Ringfort (Rath), Carrowroe, Co. Galway
Co. Galway |
Ringforts
A gap in an ancient earthwork is easy to overlook, but at Carrowroe in County Galway it carries particular weight.
The entrance on the eastern side of this subcircular ringfort, just under four metres wide, is thought to be original, meaning that people have been passing through roughly the same opening for well over a thousand years. That kind of continuity sits quietly in the landscape, unremarked by any signage.

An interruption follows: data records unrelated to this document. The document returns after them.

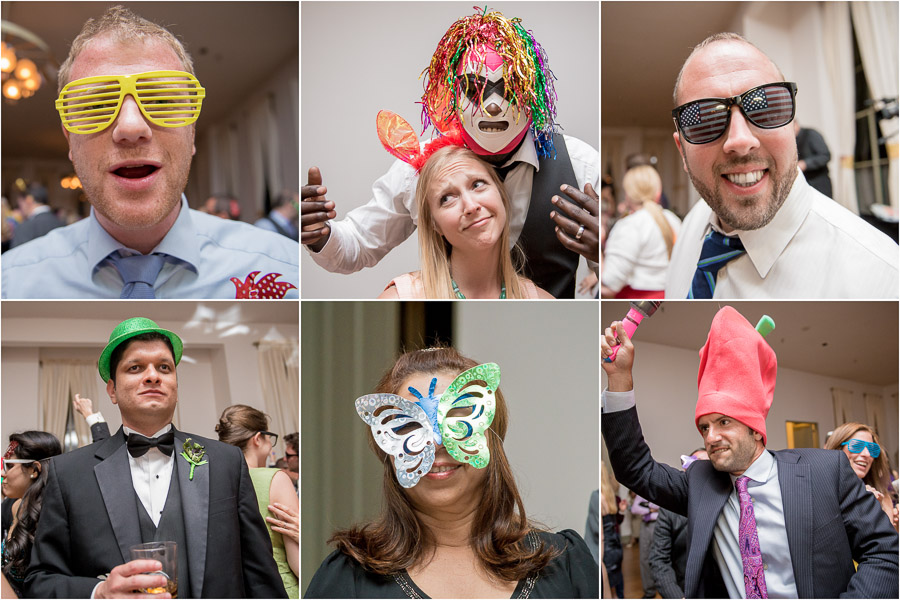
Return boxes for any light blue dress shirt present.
[1,197,298,299]
[714,450,798,599]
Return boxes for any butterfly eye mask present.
[355,363,500,488]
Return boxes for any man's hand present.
[601,321,634,392]
[72,393,94,419]
[301,166,335,252]
[550,183,599,262]
[95,560,171,599]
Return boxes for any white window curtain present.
[257,339,299,457]
[851,1,900,210]
[821,1,861,214]
[863,392,884,434]
[39,360,100,448]
[831,387,857,427]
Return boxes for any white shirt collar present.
[729,447,775,486]
[123,423,173,439]
[707,169,810,279]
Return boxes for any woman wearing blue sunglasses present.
[825,423,898,531]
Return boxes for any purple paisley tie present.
[736,476,768,598]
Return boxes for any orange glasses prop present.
[56,70,205,134]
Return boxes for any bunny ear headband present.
[376,110,466,173]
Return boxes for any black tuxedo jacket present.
[603,406,899,598]
[25,427,288,598]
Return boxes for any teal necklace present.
[451,279,507,299]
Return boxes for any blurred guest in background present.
[255,190,299,241]
[203,195,242,221]
[282,432,298,493]
[10,183,64,249]
[71,394,111,443]
[217,405,299,597]
[600,462,624,598]
[602,165,680,299]
[1,431,63,598]
[794,121,832,198]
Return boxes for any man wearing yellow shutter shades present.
[1,5,298,299]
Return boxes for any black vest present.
[136,470,192,598]
[517,133,580,298]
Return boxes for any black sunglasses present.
[672,82,798,144]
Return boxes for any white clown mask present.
[455,45,531,156]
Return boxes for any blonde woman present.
[600,462,625,598]
[379,146,552,299]
[601,165,680,298]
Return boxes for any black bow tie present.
[127,431,175,458]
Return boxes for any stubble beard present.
[708,435,758,474]
[685,153,797,231]
[73,145,192,231]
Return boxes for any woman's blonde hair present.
[824,422,891,499]
[415,146,526,298]
[622,165,675,258]
[600,461,618,516]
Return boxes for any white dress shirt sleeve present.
[306,159,419,274]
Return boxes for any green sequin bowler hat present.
[98,317,183,382]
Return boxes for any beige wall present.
[1,305,298,449]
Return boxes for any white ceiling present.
[1,1,298,160]
[601,301,899,386]
[602,2,744,131]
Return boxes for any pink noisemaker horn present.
[604,301,662,363]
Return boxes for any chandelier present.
[1,20,56,102]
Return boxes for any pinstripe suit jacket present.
[602,406,899,598]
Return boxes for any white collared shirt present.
[307,132,599,274]
[602,208,681,292]
[665,170,899,298]
[713,450,798,599]
[123,424,175,527]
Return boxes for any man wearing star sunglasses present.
[1,6,298,299]
[664,32,898,299]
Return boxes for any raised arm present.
[601,321,688,515]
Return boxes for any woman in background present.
[825,422,898,531]
[601,165,680,299]
[217,405,300,597]
[1,431,62,598]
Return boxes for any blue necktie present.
[109,252,166,299]
[688,231,746,299]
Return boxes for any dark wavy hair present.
[2,431,62,578]
[329,347,558,581]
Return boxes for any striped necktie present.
[736,476,768,598]
[109,252,166,299]
[688,230,746,299]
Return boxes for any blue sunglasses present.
[841,438,880,458]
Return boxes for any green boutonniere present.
[180,438,208,480]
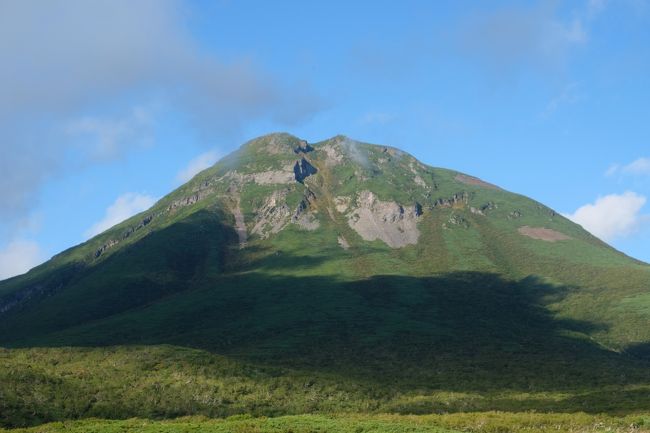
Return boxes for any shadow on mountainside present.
[625,342,650,361]
[1,210,650,409]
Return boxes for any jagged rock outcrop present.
[294,158,318,183]
[291,189,320,231]
[94,239,119,258]
[432,192,471,209]
[122,215,153,240]
[293,140,314,154]
[251,190,292,239]
[168,190,212,211]
[470,201,497,216]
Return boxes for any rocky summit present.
[1,133,650,426]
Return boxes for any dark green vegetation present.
[1,133,649,430]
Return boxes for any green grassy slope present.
[0,133,649,428]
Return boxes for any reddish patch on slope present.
[455,173,499,189]
[518,226,571,242]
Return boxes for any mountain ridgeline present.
[1,133,650,426]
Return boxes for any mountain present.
[1,133,650,427]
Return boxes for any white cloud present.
[623,157,650,175]
[0,240,44,281]
[605,157,650,177]
[84,193,157,239]
[175,150,221,184]
[66,106,155,161]
[564,192,648,241]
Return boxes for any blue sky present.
[1,0,649,279]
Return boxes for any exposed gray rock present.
[251,190,292,239]
[232,198,248,247]
[94,239,119,258]
[470,201,498,216]
[219,168,295,186]
[432,192,471,208]
[338,236,350,250]
[293,140,314,154]
[167,190,212,211]
[346,190,420,248]
[293,213,320,231]
[291,189,320,231]
[414,175,427,188]
[250,169,295,185]
[444,213,470,229]
[334,196,351,213]
[321,144,344,166]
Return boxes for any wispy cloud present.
[66,106,155,161]
[0,239,44,281]
[175,150,221,183]
[542,82,582,117]
[605,157,650,177]
[0,0,322,224]
[360,112,395,126]
[605,164,621,177]
[622,157,650,175]
[84,192,157,239]
[564,191,648,241]
[459,1,605,77]
[587,0,608,18]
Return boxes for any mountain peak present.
[26,132,613,266]
[1,133,647,370]
[240,132,305,155]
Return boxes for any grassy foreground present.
[3,413,650,433]
[2,346,650,431]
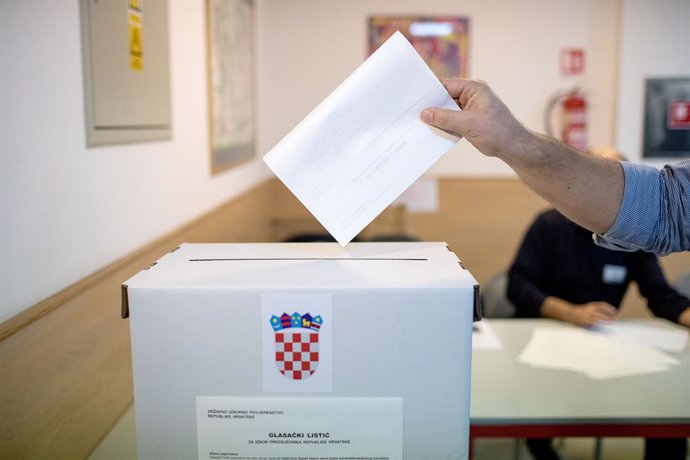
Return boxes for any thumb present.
[421,107,466,137]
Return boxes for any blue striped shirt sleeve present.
[594,160,690,255]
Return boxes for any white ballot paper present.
[263,31,459,245]
[593,321,689,353]
[472,320,504,351]
[196,396,403,460]
[518,327,680,380]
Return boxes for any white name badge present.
[196,396,403,460]
[602,264,627,284]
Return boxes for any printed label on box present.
[196,396,403,460]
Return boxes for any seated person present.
[507,208,690,460]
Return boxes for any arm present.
[421,79,624,234]
[595,161,690,255]
[629,252,690,324]
[506,215,552,318]
[505,133,624,235]
[540,297,617,328]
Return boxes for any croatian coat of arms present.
[269,312,323,380]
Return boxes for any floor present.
[89,406,137,460]
[88,405,687,460]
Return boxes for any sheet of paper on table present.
[263,31,459,245]
[472,320,504,351]
[518,327,680,380]
[593,321,689,353]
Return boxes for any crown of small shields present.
[270,312,323,332]
[270,312,323,381]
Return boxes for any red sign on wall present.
[560,48,585,76]
[668,100,690,129]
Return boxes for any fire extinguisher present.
[545,88,588,151]
[562,90,587,151]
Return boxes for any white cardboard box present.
[123,242,479,459]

The monument itself is a rath, the Irish term for a roughly circular enclosure built during the early medieval period, typically between the fifth and twelfth centuries, and used as a farmstead or dwelling place for a family of some local standing. This particular example is well preserved and substantial, measuring approximately 59 metres north to south and 56 metres east to west. It sits on an east-facing slope amid undulating grassland, with bog stretching away to the south-west below it. Two banks of earth and stone define the enclosure, separated by an intervening fosse, which is simply a ditch dug to reinforce the defensive effect of the banks on either side of it. A later field bank has been laid across the outer bank between the north and north-east, suggesting that the land continued to be actively managed long after the rath itself fell out of use as a settlement. Two further earthen banks radiate outward from the monument at the south and south-west; their precise relationship to the rath is uncertain, though they are thought to be associated with it in some way, possibly marking out annexed land or enclosing approaches to the site.